More than 400 University of Wyoming students are enrolled in developmental math courses through Laramie County Community College. They join an additional 1,000 LCCC students.

As part of its academic policy, UW does not offer remedial or development classes and outsources instruction to community colleges across the state. The university offers its Synergy program for students “admitted with support.”

“That’s the role of the community colleges, to offer those courses,” UW Communications Director Chad Baldwin said. “While we certainly offer support, the situation we have now is ideal. We have a willing partner who provides those services and it works out for everyone.”

UW students can sign up for dual enrollment at LCCC, whether fulfilling basic requirements for advanced classes or earning an associate’s degree. Nycole Courtney, student services coordinator at the LCCC Albany County Campus, said UW students can take up to 15 credit hours while still enrolled at the university.

Courtney said the community college works closely with UW to make sure class rigor and curriculum are up to the university’s standards. She said students basically take UW classes, just on the community college campus.

Prior to stepping onto UW’s campus, high school students can sign up for concurrent enrollment to earn up to 12 hours of college credit, usually knocking out the basic general education requirements, Courtney said.

She added it’s possible for some high school students to earn their associate’s degree at the same time if they participate in both dual and concurrent enrollment and Advanced Placement classes.
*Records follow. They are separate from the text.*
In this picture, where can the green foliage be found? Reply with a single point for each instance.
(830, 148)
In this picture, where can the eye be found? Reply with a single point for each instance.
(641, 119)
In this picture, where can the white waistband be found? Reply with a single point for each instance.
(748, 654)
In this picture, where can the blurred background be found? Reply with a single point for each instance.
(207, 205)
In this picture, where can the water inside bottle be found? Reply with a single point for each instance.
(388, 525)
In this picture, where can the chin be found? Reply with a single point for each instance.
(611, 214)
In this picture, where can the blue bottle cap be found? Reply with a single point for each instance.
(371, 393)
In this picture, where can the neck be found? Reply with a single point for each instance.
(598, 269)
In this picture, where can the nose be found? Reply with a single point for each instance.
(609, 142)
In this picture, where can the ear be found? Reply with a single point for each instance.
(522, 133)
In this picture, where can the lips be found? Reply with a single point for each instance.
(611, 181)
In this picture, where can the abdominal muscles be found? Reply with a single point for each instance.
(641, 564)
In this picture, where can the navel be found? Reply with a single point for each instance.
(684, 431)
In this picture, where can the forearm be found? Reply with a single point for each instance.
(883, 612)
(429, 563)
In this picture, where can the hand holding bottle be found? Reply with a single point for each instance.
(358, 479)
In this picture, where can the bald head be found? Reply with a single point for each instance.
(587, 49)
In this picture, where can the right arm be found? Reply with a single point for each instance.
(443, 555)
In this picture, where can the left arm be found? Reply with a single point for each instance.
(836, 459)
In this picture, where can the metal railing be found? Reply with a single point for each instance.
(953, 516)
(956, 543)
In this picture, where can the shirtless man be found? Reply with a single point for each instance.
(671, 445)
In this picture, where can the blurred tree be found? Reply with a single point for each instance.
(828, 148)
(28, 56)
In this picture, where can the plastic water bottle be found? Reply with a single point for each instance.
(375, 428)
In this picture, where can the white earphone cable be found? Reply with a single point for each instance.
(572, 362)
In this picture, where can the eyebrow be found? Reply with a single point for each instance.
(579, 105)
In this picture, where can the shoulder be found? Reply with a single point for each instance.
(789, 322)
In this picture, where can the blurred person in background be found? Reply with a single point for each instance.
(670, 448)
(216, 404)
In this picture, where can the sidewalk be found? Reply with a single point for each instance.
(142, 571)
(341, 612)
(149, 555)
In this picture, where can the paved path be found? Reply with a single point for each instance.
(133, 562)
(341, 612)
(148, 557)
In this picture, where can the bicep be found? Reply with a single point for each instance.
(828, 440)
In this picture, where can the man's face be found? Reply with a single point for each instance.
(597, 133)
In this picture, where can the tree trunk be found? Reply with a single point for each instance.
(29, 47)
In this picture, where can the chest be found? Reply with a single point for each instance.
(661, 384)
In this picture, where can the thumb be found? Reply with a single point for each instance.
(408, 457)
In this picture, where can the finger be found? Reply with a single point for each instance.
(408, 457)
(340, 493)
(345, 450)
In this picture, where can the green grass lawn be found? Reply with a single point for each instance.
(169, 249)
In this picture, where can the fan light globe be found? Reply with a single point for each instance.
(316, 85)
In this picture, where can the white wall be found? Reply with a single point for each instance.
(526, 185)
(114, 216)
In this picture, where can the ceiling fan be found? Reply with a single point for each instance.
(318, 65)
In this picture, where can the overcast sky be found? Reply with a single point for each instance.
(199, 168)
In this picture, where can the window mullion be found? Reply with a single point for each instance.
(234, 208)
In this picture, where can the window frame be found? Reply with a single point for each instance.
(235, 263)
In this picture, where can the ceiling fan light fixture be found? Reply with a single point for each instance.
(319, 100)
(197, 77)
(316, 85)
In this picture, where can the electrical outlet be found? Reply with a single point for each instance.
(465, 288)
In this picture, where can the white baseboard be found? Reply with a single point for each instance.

“Personal needs for education can be different things,” Courtney said. “We partner with UW to make sure we’re the meeting same core directives and aligning our mission with theirs.”

UW’s Synergy program is designed to continue and boost the basic education students have upon entering the university.

Synergy is a first-year program with smaller classes taught by faculty who are focused on supporting students, Synergy Director April Heaney said. It was founded in 2001 as a pilot program meant to last three years and was continued because of its success. There are currently about 300 students in the program. 

Students who are admitted with support — students who meet most admission requirements, but might be on the cusp of others — sign up for Synergy at summer orientation. These classes are integrated with UW’s First Year Interest Groups. Heaney said Synergy classes and the Interest Groups are designed to create a community for students who might not be as ready for college as others.

Heaney added there is a great need for developmental courses and programs like Synergy. While Synergy is not considered developmental, the program is designed to boost students’ skills, she said.

“The most successful programs look at the whole student,” she said. “An integrated model of student support has the best chance of seeing students persist and complete their degree. UW is committed to access and wants to serve the state.”